Они останавливаются около маленького домика, возле которого нет даже дворовой ограды, не говоря уже о деревьях и кустах. Даже и в этой хибаре лишь одна половина выглядит пригодной для жилья, тогда как оконные проемы другой забиты горбылем. К домику приткнулась то ли летняя сараюшка, то ли хлев, то ли то и другое вместе. Скорее всего, верно последнее предположение, так как из этой боковой пристройки, сколоченной из того же самого горбыля и наполовину крытой соломой, слышится повизгивание подсвинков и сонное мычание теленка. Очень возможно, шаткое сооружение дает приют и лошади, ибо что это за поселенец, если у него нету даже самой необходимой домашней животины.
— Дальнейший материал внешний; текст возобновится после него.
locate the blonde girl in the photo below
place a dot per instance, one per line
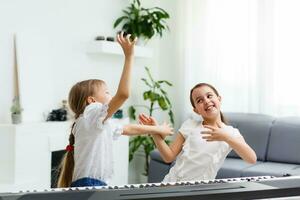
(89, 157)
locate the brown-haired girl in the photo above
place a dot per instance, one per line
(89, 157)
(201, 147)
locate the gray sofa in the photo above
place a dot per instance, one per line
(276, 142)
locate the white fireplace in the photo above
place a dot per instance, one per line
(25, 154)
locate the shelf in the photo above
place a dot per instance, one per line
(107, 47)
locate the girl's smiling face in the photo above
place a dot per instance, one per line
(207, 103)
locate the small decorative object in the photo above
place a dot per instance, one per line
(143, 22)
(16, 111)
(60, 114)
(156, 96)
(118, 114)
(111, 39)
(100, 37)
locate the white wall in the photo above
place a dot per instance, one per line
(51, 43)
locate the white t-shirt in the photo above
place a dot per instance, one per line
(199, 159)
(93, 152)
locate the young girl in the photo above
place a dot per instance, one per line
(88, 160)
(201, 147)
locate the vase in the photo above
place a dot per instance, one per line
(16, 118)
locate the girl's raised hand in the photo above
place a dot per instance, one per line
(147, 120)
(126, 43)
(215, 134)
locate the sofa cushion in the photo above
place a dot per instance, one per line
(284, 145)
(232, 167)
(255, 128)
(272, 169)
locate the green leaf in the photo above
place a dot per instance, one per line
(147, 94)
(164, 81)
(162, 103)
(119, 20)
(131, 112)
(171, 115)
(154, 96)
(146, 82)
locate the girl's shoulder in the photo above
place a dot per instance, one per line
(232, 130)
(188, 126)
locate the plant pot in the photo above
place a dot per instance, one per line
(16, 118)
(142, 42)
(137, 168)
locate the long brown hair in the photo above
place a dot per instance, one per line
(223, 119)
(77, 101)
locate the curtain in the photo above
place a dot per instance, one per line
(247, 49)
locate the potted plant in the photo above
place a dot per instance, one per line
(141, 22)
(16, 111)
(157, 99)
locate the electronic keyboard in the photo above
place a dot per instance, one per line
(217, 189)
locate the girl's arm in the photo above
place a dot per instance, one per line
(168, 153)
(139, 129)
(123, 91)
(238, 144)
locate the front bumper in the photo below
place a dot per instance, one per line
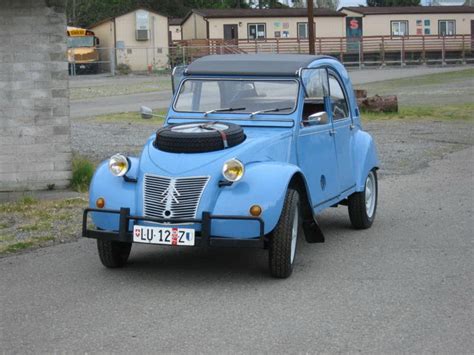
(204, 238)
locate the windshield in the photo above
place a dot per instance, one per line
(237, 96)
(75, 42)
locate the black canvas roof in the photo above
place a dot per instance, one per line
(252, 64)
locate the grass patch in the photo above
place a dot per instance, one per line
(31, 223)
(131, 118)
(448, 113)
(429, 79)
(434, 90)
(40, 226)
(82, 172)
(25, 244)
(118, 87)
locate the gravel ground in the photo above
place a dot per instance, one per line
(403, 146)
(447, 88)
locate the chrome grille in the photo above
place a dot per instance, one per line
(165, 197)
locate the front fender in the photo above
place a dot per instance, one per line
(116, 192)
(263, 184)
(365, 157)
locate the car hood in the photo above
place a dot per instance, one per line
(261, 144)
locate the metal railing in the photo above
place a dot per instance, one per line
(365, 50)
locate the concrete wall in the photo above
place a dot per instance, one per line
(137, 54)
(325, 26)
(35, 149)
(380, 25)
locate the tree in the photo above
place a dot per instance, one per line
(389, 3)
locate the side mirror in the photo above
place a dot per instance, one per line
(176, 75)
(146, 112)
(317, 118)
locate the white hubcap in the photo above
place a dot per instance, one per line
(294, 235)
(370, 194)
(199, 127)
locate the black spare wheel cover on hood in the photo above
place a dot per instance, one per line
(198, 137)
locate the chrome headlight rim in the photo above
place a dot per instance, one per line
(228, 165)
(115, 161)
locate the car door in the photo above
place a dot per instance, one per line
(343, 132)
(316, 151)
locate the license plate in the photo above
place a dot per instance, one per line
(163, 235)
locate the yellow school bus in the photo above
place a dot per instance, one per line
(82, 50)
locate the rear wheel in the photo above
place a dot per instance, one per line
(363, 205)
(282, 248)
(113, 254)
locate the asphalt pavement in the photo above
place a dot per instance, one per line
(405, 285)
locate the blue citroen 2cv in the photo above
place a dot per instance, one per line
(253, 147)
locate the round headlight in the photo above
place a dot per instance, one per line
(118, 165)
(233, 170)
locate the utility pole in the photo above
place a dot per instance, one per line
(74, 12)
(311, 36)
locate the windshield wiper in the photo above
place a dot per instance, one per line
(228, 109)
(270, 110)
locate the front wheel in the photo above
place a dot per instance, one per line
(113, 254)
(363, 205)
(282, 248)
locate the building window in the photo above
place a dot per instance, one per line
(399, 28)
(447, 27)
(302, 30)
(340, 108)
(257, 31)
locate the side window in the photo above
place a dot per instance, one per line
(210, 96)
(315, 84)
(338, 100)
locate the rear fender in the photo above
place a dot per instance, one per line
(264, 184)
(365, 157)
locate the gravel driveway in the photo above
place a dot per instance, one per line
(403, 146)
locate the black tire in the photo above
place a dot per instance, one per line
(280, 243)
(358, 215)
(113, 254)
(171, 139)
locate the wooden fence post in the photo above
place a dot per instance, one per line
(443, 52)
(423, 53)
(341, 56)
(382, 51)
(402, 52)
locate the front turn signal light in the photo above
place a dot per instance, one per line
(233, 170)
(118, 165)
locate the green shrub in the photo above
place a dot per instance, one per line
(82, 171)
(123, 69)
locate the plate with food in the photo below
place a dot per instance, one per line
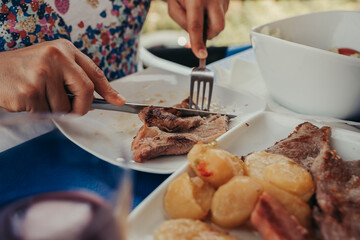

– Охо-хо! – Киппель трясет головой. – Стало быть, и так тоже на этом свете люди живут!
– Как видите, живут все-таки, – отвечает Кийр чуть ли не вызывающе.
В это мгновение открывается певучая дверь домика, и наружу выходят двое – мальчик и маленькая девочка с излохмаченными головенками. Оба в тоненькой одежонке, с вымазанными лицами и голыми икрами, на ногах у них чуни (сшитые из материи туфли).
– Здравствуйте, дети! – произносит Киппель, ободряюще улыбаясь. – А папа с мамой дома?
Детишки испуганно смотрят, не отвечая ни слова, засовывают палец в рот и, пятясь задом, протискиваются обратно в дом. На их месте на пороге возникает серый с черными полосами пес и, увидев чужаков, немедленно заливается громким лаем.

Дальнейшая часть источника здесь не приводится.